Five equal point charges, each +q, are placed at five of the six vertices of a regular hexagon of side length a. What is the magnitude of the electric field at the center of the hexagon?

• A. kq/a\(^2\)
• B. 2kq/a\(^2\)
• C. 0
• D. kq/2a\(^2\)

Hint:

For symmetric arrangements of charges, if one charge is missing, the net field at the center is equal in magnitude and opposite in direction to the field that would have been produced by that missing charge alone.
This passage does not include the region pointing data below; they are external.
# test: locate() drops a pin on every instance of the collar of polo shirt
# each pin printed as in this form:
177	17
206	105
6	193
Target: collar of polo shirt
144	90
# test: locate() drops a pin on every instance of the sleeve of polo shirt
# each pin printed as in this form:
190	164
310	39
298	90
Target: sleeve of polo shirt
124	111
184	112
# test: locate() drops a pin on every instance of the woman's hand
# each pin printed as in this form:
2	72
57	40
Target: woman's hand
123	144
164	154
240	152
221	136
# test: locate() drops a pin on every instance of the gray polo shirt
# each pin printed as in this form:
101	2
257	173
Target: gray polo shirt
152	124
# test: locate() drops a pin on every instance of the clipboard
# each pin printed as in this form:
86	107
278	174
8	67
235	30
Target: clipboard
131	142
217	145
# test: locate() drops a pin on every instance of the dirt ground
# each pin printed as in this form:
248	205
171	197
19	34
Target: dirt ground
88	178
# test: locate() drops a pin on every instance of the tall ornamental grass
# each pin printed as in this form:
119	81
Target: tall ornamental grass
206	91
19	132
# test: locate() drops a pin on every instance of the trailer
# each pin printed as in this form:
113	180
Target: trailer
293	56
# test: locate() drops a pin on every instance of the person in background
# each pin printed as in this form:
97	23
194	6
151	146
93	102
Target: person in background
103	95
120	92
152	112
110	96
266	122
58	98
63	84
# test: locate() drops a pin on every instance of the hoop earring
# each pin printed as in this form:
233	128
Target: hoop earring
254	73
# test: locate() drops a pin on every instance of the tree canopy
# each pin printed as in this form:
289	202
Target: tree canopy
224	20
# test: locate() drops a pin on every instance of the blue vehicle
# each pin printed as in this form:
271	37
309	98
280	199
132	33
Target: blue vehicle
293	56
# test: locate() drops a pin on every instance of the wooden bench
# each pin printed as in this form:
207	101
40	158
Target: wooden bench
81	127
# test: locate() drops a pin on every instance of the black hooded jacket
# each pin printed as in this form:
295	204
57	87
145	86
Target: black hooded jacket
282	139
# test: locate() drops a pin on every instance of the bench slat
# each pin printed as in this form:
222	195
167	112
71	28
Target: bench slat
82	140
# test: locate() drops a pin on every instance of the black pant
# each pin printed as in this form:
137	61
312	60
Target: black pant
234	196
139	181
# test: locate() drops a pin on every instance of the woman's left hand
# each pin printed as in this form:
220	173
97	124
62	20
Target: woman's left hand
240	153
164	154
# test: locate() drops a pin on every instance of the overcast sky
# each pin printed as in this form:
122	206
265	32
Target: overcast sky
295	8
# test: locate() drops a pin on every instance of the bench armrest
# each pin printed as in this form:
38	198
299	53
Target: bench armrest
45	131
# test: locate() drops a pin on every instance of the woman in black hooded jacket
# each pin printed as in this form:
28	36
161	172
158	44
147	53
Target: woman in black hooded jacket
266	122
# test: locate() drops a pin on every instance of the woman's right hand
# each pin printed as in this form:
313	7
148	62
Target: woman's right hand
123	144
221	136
This shortcut significantly simplifies calculations.

Answer 1

The Correct Option is A

Step 1: Understanding the Question:
The question asks to calculate the magnitude of the electric field at the center of a regular hexagon where five out of six vertices have identical point charges.

Step 2: Key Formula or Approach:
1. Electric field due to a point charge: The magnitude of the electric field ($E$) due to a point charge $q$ at a distance $r$ is $E = k \frac{|q|}{r^2}$, where $k = \frac{1}{4\pi\epsilon_0}$.
2. Superposition Principle: The net electric field at a point due to multiple charges is the vector sum of the electric fields due to individual charges.
3. Symmetry for a Hexagon: For a regular hexagon, the distance from the center to any vertex is equal to the side length $a$. If identical charges were placed at all six vertices, the electric field at the center would be zero due to perfect symmetry.
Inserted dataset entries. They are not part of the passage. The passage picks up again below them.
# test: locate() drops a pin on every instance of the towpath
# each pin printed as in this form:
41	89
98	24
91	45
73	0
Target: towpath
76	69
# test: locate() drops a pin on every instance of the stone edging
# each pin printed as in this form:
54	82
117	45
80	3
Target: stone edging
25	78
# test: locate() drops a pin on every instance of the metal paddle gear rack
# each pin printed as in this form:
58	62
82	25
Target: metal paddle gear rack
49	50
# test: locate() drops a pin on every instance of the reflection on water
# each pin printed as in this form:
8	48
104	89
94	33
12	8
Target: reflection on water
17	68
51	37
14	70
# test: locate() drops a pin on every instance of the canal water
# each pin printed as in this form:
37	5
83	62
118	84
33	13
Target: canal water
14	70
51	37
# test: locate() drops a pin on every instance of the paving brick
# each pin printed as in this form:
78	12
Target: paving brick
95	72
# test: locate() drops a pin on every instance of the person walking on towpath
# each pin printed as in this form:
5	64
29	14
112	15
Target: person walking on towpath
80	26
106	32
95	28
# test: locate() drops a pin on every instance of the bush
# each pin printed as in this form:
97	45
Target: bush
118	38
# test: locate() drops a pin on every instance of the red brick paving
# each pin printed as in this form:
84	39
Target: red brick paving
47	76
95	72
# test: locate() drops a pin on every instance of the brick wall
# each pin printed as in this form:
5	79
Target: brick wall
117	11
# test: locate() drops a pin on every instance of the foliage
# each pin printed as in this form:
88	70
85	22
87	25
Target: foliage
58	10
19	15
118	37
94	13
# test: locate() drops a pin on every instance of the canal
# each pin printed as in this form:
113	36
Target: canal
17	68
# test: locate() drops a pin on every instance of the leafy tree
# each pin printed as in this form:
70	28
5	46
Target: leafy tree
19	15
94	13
Step 3: Detailed Explanation:
Let the vertices of the regular hexagon be $V_1, V_2, V_3, V_4, V_5, V_6$.
Let the charge at each vertex be $+q$.
The distance from the center $O$ to any vertex $V_i$ is $a$.
The magnitude of the electric field at the center due to a single charge $+q$ at any vertex is $E_0 = k \frac{q}{a^2}$.
The direction of this field is radially outward from the charge.
Hypothetical Scenario (all 6 charges present):
If all six vertices ($V_1$ to $V_6$) had a charge of $+q$, then by symmetry, the net electric field at the center of the hexagon would be zero:
\[ \vec{E}_{total, 6q} = \vec{E}_{V1} + \vec{E}_{V2} + \vec{E}_{V3} + \vec{E}_{V4} + \vec{E}_{V5} + \vec{E}_{V6} = \vec{0} \]
Actual Scenario (5 charges present):
In the given problem, five charges are present, and one vertex (let's assume $V_6$) is empty. The electric field due to the five charges ($\vec{E}_{5q}$) is:
\[ \vec{E}_{5q} = \vec{E}_{V1} + \vec{E}_{V2} + \vec{E}_{V3} + \vec{E}_{V4} + \vec{E}_{V5} \]
From the hypothetical scenario, we can write:
\[ \vec{E}_{5q} = \vec{0} - \vec{E}_{V6} \]
This means that the electric field due to the five charges is equal in magnitude and opposite in direction to the electric field that would have been produced by a single charge at the empty vertex ($V_6$).
The electric field vector $\vec{E}_{V6}$ would point radially outwards from $V_6$ (i.e., from the center $O$ towards $V_6$). Its magnitude is $E_0 = k \frac{q}{a^2}$.
Therefore, the net electric field due to the five charges, $\vec{E}_{5q}$, will have a magnitude of $k \frac{q}{a^2}$ and will be directed from $V_6$ towards the center $O$.

Step 4: Final Answer:
The magnitude of the electric field at the center of the hexagon is kq/a\(^2\).